There's something to be said about a good backup solution, and Google obviously take it seriously after posting that it has started to restore all the "lost" emails and settings from a backup, hours after users began complaining about their accounts being wiped of all data.
The company blamed a software bug for the incident and said just 0.02% of Gmail customers were affected, initially it had claimed as much as .29% were affected and then revised it down to .08% of its 170 million users.
"I know what some of you are thinking: how could this happen if we have multiple copies of your data, in multiple data centres?" asked Ben Treynor, Google's site reliability czar, in the firm's official Gmail blog.
"Well, in some rare instances software bugs can affect several copies of the data. That's what happened here," he added.
He noted that Google backs up data on offline tapes, which are protected from software bugs. "But restoring data from them takes longer than transferring your requests to another data center, which is why it's taken us hours to get the e-mail back instead of milliseconds," he said.

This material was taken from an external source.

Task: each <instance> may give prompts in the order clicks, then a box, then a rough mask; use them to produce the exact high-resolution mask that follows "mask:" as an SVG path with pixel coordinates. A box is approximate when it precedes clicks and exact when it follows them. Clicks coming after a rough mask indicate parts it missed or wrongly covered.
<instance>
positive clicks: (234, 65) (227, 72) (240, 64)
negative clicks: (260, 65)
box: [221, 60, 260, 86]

"Thanks for bearing with us as we fix this, and sorry again for the scare," he concluded.
A detailed incident report has also been submitted to the Apps Status Dashboard, and Treynor also noted, "email sent to you between 6:00 PM PST on February 27 and 2:00 PM PST on February 28 was likely not delivered to your mailbox, and the senders would have received a notification that their messages weren’t delivered"
Google Docs and Calendar, were unaffected, but users will be happy to know that their data was carefully looked after.